I have a nested for loop, which should result in a vector of vectors. Unfortunately, I’m only getting the end result, rather than each iteration. I’m probably missing something obvious about nested for loops; minimum (not actually) working example below.
using DataFrames
# Replicate Minimum Working Data
#generate DataFrame names
dfnames = ["a", "b", "c", "d", "e", "f", "g", "h", "max", "years"]
#generate column Years data
years = collect(1:10)
#generate Vector DataFrames
dfvector = []
for i in years
dfvector = push!(dfvector, DataFrame(hcat(rand(10,9), years), dfnames))
end
#Identify the maximum value for the first dataframe
maxvaluesyr1 = zeros(length(years))
for i in years
maxvaluesyr1[i] = maximum(dfvector[1][dfvector[1].years .== i,:].max)
end
#Identify the maximum value for the second dataframe
maxvaluesyr2 = zeros(length(years))
for i in years
maxvaluesyr2[i] = maximum(dfvector[2][dfvector[2].years .== i,:].max)
end
The above is what I would like, but I need to loop the “for i in years” for loop over each dataframe. I tried the below example, but I kept receiving the last j loop and not the first 9. Any help is incredibly appreciated and just let me know if I can clarify further!
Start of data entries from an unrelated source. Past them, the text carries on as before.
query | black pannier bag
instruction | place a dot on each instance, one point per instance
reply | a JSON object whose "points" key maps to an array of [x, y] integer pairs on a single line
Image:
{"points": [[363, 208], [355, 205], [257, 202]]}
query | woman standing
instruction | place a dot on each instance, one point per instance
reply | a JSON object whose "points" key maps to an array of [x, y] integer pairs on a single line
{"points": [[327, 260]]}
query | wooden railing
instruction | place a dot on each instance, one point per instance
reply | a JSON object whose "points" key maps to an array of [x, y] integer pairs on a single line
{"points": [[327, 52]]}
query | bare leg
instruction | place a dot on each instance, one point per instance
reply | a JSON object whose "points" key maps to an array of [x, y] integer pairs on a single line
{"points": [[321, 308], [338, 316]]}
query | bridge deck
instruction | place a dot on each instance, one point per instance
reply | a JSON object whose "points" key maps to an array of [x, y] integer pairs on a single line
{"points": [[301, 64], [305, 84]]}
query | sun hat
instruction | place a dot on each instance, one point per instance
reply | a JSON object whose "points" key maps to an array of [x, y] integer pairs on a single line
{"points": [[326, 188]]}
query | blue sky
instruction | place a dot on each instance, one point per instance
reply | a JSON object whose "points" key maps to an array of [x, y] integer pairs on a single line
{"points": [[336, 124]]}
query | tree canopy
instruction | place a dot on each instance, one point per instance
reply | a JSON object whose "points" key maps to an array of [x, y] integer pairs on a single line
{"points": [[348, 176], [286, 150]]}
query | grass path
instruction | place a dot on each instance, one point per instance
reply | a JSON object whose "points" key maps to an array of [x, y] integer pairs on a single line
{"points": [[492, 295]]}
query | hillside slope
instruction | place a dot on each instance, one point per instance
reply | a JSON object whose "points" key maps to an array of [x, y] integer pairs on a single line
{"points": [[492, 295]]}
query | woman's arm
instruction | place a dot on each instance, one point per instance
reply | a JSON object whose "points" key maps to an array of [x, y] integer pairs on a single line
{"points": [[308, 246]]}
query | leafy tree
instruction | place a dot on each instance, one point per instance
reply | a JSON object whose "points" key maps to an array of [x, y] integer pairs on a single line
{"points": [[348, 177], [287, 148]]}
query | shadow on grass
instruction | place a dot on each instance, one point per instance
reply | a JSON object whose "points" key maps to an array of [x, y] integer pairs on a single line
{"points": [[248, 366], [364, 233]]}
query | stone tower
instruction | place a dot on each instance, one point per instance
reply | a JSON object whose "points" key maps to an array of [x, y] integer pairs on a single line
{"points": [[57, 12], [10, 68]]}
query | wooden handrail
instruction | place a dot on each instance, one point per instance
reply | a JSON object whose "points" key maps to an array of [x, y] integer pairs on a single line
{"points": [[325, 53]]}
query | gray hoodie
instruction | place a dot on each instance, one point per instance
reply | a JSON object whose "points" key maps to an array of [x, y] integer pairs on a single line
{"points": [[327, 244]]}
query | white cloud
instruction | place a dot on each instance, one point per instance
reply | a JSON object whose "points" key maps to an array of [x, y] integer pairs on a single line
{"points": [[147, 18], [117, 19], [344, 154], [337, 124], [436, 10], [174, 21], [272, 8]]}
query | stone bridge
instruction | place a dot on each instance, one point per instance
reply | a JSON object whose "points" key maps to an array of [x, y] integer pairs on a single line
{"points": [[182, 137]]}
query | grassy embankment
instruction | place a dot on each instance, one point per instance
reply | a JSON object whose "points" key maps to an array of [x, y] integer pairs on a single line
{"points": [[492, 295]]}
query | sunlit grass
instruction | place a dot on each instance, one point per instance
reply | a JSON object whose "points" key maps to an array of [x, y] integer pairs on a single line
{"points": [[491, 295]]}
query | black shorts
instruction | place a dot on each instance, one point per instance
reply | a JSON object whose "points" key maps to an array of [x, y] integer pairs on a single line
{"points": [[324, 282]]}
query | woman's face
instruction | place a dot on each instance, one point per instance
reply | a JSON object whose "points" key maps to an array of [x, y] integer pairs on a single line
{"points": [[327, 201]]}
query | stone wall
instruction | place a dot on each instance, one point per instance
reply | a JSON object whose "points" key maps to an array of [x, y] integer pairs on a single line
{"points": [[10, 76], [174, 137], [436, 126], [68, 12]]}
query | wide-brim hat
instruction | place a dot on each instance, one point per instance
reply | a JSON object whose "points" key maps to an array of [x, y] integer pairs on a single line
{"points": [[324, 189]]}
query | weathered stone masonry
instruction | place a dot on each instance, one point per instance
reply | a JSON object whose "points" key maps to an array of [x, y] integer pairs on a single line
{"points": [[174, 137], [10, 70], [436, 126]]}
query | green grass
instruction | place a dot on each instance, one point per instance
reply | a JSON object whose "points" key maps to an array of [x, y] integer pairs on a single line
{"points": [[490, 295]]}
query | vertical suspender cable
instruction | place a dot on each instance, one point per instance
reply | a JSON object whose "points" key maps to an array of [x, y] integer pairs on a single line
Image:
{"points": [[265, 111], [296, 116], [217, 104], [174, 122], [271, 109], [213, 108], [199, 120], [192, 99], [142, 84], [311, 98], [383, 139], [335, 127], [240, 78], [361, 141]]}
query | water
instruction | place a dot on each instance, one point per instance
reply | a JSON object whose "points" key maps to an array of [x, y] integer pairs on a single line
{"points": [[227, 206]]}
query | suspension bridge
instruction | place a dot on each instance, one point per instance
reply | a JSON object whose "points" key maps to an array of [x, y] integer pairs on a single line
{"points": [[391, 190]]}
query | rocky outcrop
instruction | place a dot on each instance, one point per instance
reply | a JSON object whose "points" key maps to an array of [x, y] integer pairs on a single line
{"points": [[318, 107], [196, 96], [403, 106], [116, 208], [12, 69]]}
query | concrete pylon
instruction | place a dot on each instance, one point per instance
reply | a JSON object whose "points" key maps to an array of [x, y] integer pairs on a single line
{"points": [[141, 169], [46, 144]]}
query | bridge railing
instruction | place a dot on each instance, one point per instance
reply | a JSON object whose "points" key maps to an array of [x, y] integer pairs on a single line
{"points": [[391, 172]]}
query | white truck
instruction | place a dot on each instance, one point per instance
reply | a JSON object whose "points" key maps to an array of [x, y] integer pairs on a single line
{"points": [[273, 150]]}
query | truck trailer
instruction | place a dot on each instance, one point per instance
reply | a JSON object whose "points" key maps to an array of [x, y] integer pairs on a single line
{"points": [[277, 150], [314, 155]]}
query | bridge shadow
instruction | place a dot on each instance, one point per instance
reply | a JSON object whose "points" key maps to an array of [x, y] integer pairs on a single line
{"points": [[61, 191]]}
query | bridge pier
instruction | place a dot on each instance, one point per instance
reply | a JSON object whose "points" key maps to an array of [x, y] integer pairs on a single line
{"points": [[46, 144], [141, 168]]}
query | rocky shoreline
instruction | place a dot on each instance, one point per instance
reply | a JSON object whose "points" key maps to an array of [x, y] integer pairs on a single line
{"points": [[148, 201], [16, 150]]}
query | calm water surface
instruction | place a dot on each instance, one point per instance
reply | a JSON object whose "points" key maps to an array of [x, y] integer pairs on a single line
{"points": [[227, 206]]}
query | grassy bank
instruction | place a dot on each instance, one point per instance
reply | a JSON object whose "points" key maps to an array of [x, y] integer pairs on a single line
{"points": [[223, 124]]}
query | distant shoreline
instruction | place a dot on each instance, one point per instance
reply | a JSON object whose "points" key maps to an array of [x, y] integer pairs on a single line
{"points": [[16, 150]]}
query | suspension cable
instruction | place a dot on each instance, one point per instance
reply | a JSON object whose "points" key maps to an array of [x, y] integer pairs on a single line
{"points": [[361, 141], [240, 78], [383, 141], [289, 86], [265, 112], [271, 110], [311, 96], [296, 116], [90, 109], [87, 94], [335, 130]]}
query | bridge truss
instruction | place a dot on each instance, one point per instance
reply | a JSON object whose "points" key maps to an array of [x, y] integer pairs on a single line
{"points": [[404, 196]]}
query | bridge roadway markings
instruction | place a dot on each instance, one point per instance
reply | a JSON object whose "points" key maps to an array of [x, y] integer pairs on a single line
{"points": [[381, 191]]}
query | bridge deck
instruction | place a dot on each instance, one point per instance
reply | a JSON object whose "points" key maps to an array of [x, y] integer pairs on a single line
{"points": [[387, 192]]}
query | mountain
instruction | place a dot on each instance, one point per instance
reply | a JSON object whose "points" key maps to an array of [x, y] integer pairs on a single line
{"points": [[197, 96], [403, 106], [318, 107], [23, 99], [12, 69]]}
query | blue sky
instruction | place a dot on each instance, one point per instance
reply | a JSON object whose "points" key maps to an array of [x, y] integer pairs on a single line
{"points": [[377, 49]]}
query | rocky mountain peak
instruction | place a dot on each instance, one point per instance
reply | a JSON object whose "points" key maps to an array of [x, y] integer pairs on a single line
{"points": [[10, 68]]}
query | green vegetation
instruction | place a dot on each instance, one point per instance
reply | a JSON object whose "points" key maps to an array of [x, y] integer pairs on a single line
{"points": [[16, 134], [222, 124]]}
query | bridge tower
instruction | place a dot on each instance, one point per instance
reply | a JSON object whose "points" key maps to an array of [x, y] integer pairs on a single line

maxvalues = zeros(length(years))
maxvaluesvector = []
for j=1:length(dfvector)
for i in years
maxvalues[i] = maximum(dfvector[j][dfvector[j].years .== i,:].max)
end
maxvaluesvector = push!(maxvaluesvector, maxvalues)
end
maxvalues = zeros(length(years))
maxvaluesvector = []
for j=1:length(dfvector)
for i in years
maxvalues[i] = maximum(dfvector[j][dfvector[j].years .== i,:].max)
maxvaluesvector = push!(maxvaluesvector, maxvalues)
end
end
maxvalues = zeros(length(years))
maxvaluesvector = repeat([maxvalues], length(dfvector))
for j=1:length(dfvector)
for i in years
maxvalues[i] = maximum(dfvector[j][dfvector[j].years .== i,:].max)
maxvaluesvector[j] = maxes
end
end
maxvalues = zeros(length(years))
maxvaluesvector = repeat([maxvalues], length(dfvector))
for j=1:length(dfvector)
for i in years
maxvalues[i] = maximum(dfvector[j][dfvector[j].years .== i,:].max)
end
maxvaluesvector[j] = maxes
end
appends this vector maxvalues to maxvaluesvector (by the way the assignment is not necessary, you can write push!(v, ...) instead of v = push!(v, ...)).
The problem is that this always appends the same vector (the same container). You need to allocate a new vector for each j.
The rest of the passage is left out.